Dueling Organic Gardening
Dueling Organic
Gardening: The New Farming Game
Have you ever played “The Farming Game?” It was
invented in the 1970’s by a Washington farmer, and is so
realistic that a lot of teachers use it to teach their students
what farming is like.
I’m proposing we invent a new game to teach about organic
gardening. We could call it “Dueling Organic
Gardening.” Here’s how it works:
The
game utilizes a cross-shaped game board, two sets of cards,
playing pieces and a die. Up to four people can
play Dueling Organic Gardening.
Each arm of the cross on the Dueling Organic Gardening game
board is a plot of land. Each player gets one. The
first deck of cards contains the crops. There are 24
cards in the deck, and all the cards are dealt out to the
players. The player “plants” her garden by arranging the
cards on her plot of land.
Players move their pieces along a “path” that wanders around
the Dueling Organic Gardening game board and through the
gardens. They move according to a roll of the dice, and
follow directions when they land on a
space.
The second deck of cards in Dueling Organic Gardening
contains soil amendments and solutions to garden pests and
diseases. Some are organic, and some are not.
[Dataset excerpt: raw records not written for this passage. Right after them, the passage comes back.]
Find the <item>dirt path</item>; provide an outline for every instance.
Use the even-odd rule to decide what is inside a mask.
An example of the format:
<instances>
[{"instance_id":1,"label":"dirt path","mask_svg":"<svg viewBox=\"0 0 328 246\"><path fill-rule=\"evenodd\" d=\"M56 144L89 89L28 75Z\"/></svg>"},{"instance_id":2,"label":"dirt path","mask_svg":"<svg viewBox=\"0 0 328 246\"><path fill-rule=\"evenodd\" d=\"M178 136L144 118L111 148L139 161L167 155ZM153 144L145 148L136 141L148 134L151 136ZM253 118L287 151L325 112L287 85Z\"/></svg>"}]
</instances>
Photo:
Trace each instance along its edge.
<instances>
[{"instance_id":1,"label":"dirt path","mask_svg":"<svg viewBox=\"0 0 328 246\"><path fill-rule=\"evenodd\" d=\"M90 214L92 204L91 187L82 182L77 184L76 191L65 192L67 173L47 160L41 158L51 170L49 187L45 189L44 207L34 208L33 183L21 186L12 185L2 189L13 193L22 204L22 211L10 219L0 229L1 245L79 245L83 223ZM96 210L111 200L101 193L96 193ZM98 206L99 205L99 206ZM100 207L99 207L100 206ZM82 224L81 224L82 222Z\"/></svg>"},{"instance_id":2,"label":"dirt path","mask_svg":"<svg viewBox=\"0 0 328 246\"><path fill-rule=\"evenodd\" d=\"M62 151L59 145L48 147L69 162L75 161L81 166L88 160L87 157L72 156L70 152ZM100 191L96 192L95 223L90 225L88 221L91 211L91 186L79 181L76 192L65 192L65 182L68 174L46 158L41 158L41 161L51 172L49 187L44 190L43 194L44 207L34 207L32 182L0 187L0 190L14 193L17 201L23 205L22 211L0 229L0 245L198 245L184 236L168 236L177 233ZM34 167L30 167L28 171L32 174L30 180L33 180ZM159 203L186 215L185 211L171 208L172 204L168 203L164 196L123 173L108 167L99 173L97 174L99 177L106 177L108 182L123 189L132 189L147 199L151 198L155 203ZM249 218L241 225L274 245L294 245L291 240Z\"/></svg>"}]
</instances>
Players get a Dueling Organic Gardening card at the end of
their play. They may collect or trade cards.
Here’s how Dueling Organic Gardening plays: the player
plants his garden, and then rolls the dice. Each space
has an event on it, such as, “aphids infest your beans,” or
“tomatoes get blossom-end rot,” or “trade produce for one soil
amendment.” The player must make a decision about what
has happened. If he has a “ladybug” card for the aphids,
he can play that by returning it to the bottom of the deck, and
all is well. If he has a card for the problem, he must
play it.
For instance, if the player hits an “aphids” square, and the
only applicable card he has is a “malathion” card, he must play
it. That makes his beans non-organic, and he must remove
them from his garden.
If the player does not have an applicable card, he turns the
crop sideways, and cannot sell or trade produce from it until
he fixes the problem.
If he does not have the crop listed on the square, he does
nothing.
Play continues until all players reach the end of the Dueling
Organic Gardening game board, or harvest. The player with
the most organic crops to harvest wins.
Dueling Organic Gardening could be used like “The Farming
Game,” for entertainment and education. Maybe we could
also create an “Organic Farming Game.”